Dave:  The British and the Americans have taken different approaches to the period and the question mark controversy. Nevertheless, the excellent recent book Eats, Shoots and Leaves does address some of the historical perspective on the "punctuation within quotation marks" issue.

Gary:  Groan.  "Historical perspective!"  Can't you ever simply answer a question?

Dave:  Hey, you have your high-falutin' technical language that obscures your QuAAC answers.  I have my contextual asides.  Please allow me my persiflage.

Gary:  Never in mixed-company.  Look, the sciences understand the illogic of APA punctuation rules. The Council of Biology Editors in their 1994 updated style manual revised their convention on the period; they have adopted the far more logical British style (Ivey, 2004). 

Dave:  "Understand the illogic?" O.K., Gary. Let's address the why: according to the Guide to grammar and writing (2004), this American convention has its origins in the delicate nature of printing press metal.  To put it simply, when the period came after the quotation mark, the metal was thin and strained, thus much more likely to break. Does that make you feel any better?

Gary:  Seriously, Dave, Steve Guttenberg is ancient history, let alone the printing press.  The British know what they're doing in this matter. The Council of Biology Editors knows what it's doing.  Why can't the other fields "turn and face the strain. Ch-Ch-changes."

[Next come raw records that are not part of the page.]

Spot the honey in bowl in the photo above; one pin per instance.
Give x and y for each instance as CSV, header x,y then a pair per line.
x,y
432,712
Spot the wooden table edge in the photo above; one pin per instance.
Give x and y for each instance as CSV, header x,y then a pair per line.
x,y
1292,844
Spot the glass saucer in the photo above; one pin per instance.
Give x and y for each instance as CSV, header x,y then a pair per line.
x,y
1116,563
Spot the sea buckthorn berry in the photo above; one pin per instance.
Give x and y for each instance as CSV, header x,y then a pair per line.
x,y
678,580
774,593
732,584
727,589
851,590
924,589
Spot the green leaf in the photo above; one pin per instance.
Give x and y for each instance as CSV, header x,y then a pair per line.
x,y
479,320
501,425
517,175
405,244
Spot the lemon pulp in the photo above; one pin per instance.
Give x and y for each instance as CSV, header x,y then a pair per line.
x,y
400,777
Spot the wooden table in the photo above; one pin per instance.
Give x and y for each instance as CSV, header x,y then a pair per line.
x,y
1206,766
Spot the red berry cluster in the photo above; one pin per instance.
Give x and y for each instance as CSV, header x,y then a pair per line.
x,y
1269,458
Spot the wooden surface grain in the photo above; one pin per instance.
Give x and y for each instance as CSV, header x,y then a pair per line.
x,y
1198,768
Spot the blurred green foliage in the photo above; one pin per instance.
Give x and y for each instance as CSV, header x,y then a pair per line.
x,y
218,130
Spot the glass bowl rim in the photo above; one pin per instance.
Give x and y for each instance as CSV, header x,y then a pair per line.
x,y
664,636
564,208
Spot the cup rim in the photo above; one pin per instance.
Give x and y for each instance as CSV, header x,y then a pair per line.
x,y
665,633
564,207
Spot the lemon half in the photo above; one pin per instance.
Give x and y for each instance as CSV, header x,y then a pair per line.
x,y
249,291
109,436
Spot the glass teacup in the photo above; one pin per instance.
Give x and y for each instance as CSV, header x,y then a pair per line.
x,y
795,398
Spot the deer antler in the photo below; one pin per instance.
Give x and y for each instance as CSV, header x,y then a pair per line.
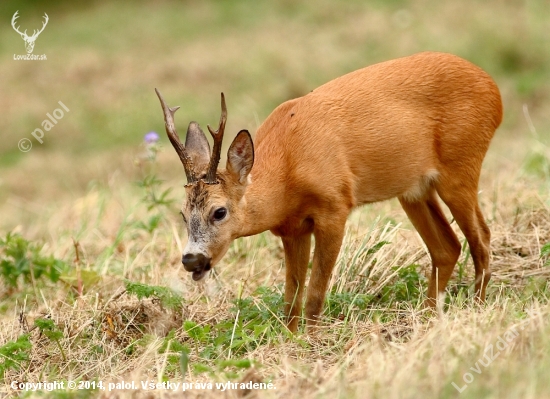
x,y
218,138
175,140
43,26
15,16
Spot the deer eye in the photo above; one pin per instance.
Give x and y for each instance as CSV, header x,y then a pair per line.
x,y
219,214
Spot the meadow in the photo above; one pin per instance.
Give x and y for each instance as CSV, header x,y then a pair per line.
x,y
91,284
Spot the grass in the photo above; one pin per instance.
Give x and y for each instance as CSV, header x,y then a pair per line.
x,y
91,285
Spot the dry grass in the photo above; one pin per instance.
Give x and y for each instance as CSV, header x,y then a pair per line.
x,y
78,187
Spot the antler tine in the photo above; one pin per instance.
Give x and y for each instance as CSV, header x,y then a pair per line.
x,y
218,138
175,140
13,21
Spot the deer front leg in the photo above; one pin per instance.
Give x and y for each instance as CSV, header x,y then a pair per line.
x,y
328,240
296,261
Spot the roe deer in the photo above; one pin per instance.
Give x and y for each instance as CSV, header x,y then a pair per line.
x,y
407,128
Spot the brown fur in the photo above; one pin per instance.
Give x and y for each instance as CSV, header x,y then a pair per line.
x,y
407,128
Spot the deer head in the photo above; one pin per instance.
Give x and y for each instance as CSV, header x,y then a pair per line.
x,y
212,212
29,40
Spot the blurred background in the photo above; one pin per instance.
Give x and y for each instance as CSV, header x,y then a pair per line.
x,y
104,60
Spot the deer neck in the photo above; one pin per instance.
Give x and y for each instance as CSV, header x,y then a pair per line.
x,y
263,205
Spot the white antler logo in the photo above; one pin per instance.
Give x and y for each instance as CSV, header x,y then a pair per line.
x,y
29,40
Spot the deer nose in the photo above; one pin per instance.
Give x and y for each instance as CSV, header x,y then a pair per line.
x,y
195,262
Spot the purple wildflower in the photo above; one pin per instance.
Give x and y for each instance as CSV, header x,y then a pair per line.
x,y
151,138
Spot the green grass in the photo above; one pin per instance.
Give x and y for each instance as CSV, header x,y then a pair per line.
x,y
91,284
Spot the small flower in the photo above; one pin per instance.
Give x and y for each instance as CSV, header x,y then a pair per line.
x,y
151,138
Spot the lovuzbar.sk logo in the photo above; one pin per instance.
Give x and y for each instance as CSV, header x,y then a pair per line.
x,y
29,40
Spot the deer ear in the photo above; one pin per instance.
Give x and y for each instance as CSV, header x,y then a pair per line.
x,y
198,148
240,156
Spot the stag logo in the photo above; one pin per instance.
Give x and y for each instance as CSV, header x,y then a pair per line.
x,y
29,40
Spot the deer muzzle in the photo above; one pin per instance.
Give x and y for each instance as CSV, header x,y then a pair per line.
x,y
198,264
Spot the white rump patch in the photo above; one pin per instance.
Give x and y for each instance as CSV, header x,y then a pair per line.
x,y
420,187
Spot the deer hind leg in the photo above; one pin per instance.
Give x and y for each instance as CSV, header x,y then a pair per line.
x,y
463,204
296,260
328,240
443,245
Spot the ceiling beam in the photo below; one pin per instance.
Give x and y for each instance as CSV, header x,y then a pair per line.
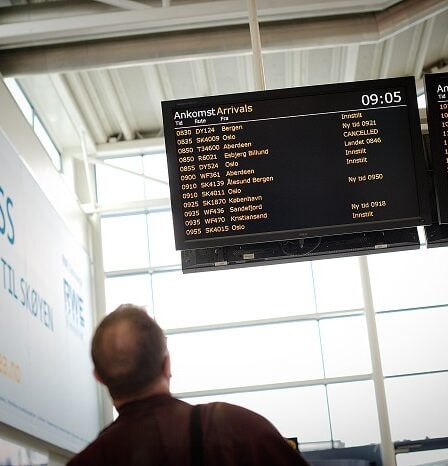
x,y
73,111
217,42
22,33
126,4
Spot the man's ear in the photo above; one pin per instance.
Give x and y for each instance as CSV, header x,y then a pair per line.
x,y
166,370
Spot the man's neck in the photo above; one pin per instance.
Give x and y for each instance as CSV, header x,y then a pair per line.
x,y
152,390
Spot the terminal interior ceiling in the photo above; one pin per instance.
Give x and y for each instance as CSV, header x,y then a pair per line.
x,y
102,67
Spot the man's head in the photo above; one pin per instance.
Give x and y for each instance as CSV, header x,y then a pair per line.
x,y
129,352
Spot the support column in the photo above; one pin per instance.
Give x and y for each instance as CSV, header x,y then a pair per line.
x,y
257,58
387,446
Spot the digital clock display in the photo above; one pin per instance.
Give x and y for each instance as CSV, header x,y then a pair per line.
x,y
295,163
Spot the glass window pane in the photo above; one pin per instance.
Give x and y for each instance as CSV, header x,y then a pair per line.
x,y
115,186
135,289
233,295
245,356
418,406
345,345
161,239
338,285
354,419
423,458
155,166
409,279
413,341
295,412
125,242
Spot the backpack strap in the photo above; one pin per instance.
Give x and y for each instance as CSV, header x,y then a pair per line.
x,y
197,450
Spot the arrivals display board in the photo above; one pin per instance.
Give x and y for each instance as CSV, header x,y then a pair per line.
x,y
436,87
295,163
46,384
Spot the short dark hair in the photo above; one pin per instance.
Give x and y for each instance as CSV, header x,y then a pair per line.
x,y
128,350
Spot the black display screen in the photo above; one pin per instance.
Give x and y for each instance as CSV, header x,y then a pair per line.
x,y
295,163
436,87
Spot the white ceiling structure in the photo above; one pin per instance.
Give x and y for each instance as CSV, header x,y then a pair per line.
x,y
102,67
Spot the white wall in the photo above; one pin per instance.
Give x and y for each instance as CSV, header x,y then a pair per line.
x,y
34,155
63,200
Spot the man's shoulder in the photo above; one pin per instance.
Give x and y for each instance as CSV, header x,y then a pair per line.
x,y
236,415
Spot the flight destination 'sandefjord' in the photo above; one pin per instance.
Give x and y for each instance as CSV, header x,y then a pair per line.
x,y
295,163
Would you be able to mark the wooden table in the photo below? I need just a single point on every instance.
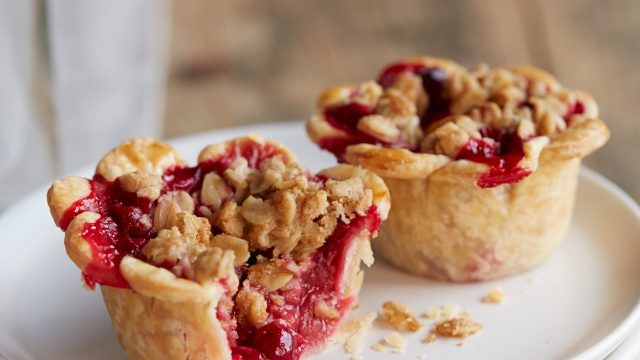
(249, 61)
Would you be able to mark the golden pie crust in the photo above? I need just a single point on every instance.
(442, 224)
(165, 316)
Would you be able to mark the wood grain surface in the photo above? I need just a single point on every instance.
(249, 61)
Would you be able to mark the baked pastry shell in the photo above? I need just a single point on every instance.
(442, 225)
(163, 316)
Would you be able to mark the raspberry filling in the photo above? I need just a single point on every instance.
(292, 328)
(503, 156)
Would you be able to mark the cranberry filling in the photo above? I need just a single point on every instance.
(345, 117)
(125, 225)
(502, 156)
(292, 327)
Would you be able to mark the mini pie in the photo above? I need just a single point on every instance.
(246, 255)
(481, 163)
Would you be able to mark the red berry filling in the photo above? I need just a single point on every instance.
(502, 156)
(292, 327)
(345, 117)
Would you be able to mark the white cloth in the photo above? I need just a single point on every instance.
(106, 62)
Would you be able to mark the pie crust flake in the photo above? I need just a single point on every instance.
(246, 255)
(482, 163)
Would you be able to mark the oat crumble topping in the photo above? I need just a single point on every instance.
(495, 296)
(400, 316)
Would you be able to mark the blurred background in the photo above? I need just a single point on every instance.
(77, 77)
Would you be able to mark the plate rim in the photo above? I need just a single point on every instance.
(604, 347)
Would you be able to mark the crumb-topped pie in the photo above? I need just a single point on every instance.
(246, 255)
(481, 163)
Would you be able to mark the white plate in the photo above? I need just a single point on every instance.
(581, 304)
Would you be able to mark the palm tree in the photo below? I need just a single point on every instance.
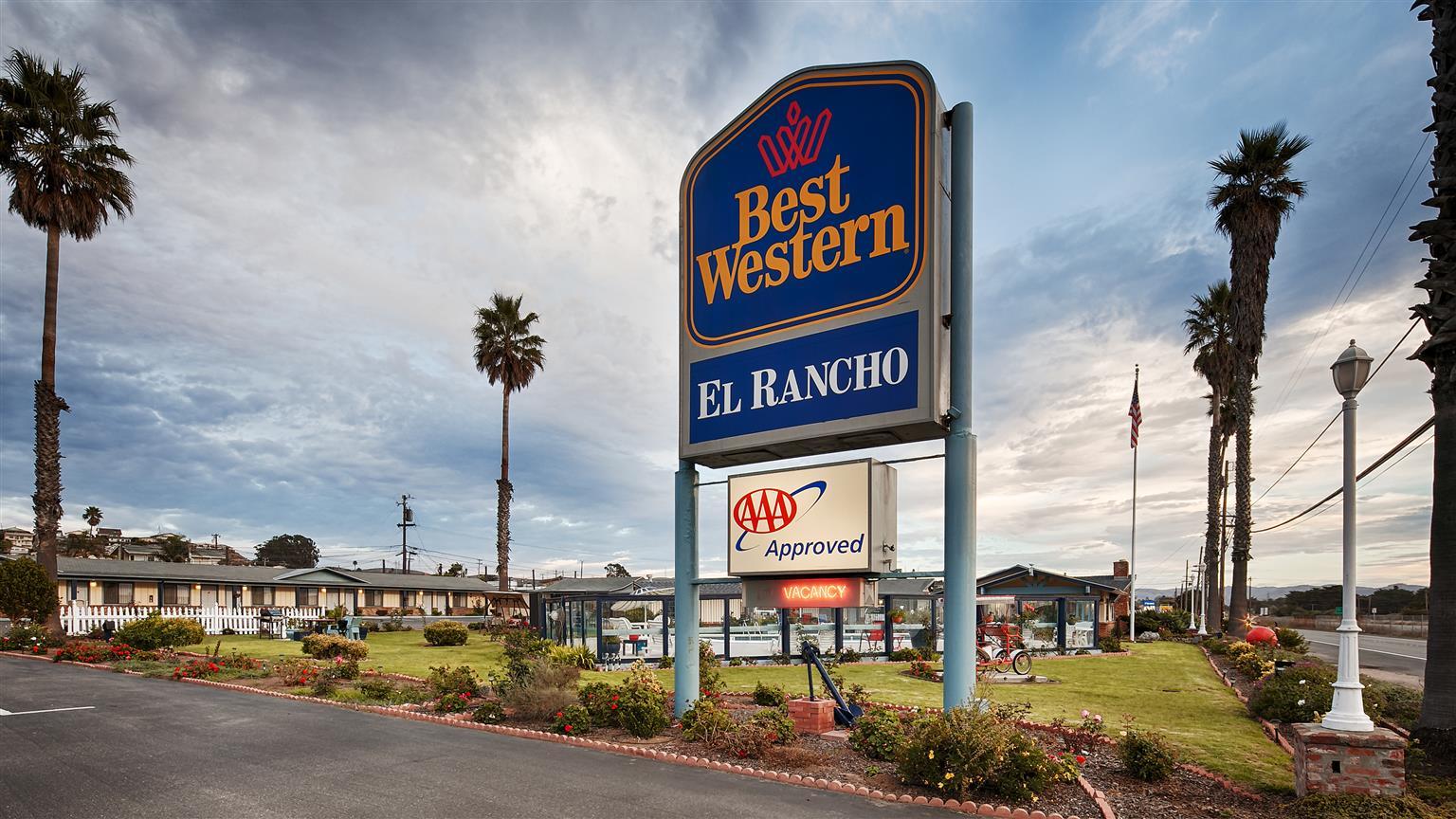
(510, 355)
(60, 155)
(92, 516)
(1210, 333)
(1437, 723)
(1254, 198)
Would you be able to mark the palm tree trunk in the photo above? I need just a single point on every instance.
(502, 499)
(1439, 702)
(46, 499)
(1210, 539)
(1242, 506)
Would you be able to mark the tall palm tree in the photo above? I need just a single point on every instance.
(1210, 333)
(1254, 195)
(1439, 353)
(60, 155)
(510, 355)
(92, 516)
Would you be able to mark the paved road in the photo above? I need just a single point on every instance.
(1396, 656)
(147, 748)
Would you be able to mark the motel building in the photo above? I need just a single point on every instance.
(627, 618)
(124, 583)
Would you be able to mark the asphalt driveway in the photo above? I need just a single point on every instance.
(140, 748)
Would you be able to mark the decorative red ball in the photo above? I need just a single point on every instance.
(1263, 634)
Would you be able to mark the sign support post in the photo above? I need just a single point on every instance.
(959, 446)
(684, 588)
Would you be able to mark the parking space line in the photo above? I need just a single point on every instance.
(3, 713)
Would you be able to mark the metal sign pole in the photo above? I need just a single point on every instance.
(959, 446)
(684, 589)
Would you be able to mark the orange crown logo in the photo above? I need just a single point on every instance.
(793, 144)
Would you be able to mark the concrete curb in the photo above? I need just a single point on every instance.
(629, 751)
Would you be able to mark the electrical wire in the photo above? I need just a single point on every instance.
(1337, 302)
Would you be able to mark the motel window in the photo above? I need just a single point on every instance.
(117, 593)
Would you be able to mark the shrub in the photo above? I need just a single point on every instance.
(488, 712)
(920, 669)
(769, 696)
(573, 656)
(446, 632)
(777, 723)
(1299, 694)
(156, 631)
(966, 749)
(1290, 640)
(1146, 755)
(298, 672)
(342, 669)
(200, 667)
(521, 650)
(1401, 704)
(548, 688)
(749, 740)
(600, 700)
(455, 702)
(878, 734)
(27, 592)
(1358, 806)
(377, 688)
(459, 680)
(329, 646)
(709, 682)
(706, 721)
(643, 702)
(27, 636)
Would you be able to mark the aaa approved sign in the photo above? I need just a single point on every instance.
(837, 518)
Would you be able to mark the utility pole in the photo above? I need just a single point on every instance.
(407, 519)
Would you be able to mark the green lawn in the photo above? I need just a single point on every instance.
(396, 651)
(1167, 685)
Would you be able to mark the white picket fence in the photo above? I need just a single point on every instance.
(79, 620)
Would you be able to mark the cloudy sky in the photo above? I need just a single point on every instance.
(280, 338)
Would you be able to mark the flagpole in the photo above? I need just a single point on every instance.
(1132, 582)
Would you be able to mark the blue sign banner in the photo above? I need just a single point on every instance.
(849, 372)
(811, 206)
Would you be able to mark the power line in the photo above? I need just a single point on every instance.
(1337, 302)
(1368, 469)
(1337, 414)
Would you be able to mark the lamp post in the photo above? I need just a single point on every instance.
(1347, 712)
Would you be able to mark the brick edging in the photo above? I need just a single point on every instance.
(1001, 810)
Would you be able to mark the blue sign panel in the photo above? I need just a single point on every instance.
(810, 292)
(863, 369)
(810, 206)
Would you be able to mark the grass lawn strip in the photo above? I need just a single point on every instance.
(1167, 686)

Dave: One word:  "fa-fa-fashion." You know as well as the next guy that changes come very slowly, especially in areas such as this.  Consider the metric system: You and I and the rest of America had to perform hundreds of calculations with metric in high school or college, but do you see it being used much in America?

Gary:  "Two liter bottles of pop?"

Dave:  And grams of fat or carbs on food. That's it. Actually, it's illogical that we don't use the metric system with dieting.  It sounds a whole lot better when I say that I weigh 104 (kilograms), but that's not the standard we use.

Gary:  Hmm...104 kilograms, times 2.2 pounds per kilogram . . .

Dave:  Don't go there, Math Boy!

Gary:  I still have faith that logic may win out. However, I still wait patiently for the bank sign to switch from Celsius back to Fahrenheit.

Dave:  Repeat after me, Gary.  Language doesn't have to follow rules or logic.  As a wise sage once said, "Chocolate cake is fattening. It just IS. Deal with it."  And, yes, we're likely to keep seeing that period inside the final quotation mark for years to come. 


References

American Psychological Association (APA). (2001). Publication manual of the American Psychological Association. Washington, D.C.: Author.

Ivey, K. (2004).  Scientific style manual aspires to international scope.  EEI Communications.  Retrieved September 27, 2004, from http://www.eeicommunications.com/eye/cbe.html

Quotation Marks. (2004). Guide to grammar and writing.  Retrieved September 27, 2004, from http://webster.commnet.edu/grammar/marks/quotation.htm#footnote

Truss, L. (2004).  Eats, shoots & leaves: The zero tolerance approach to punctuation. New York: Gotham Books.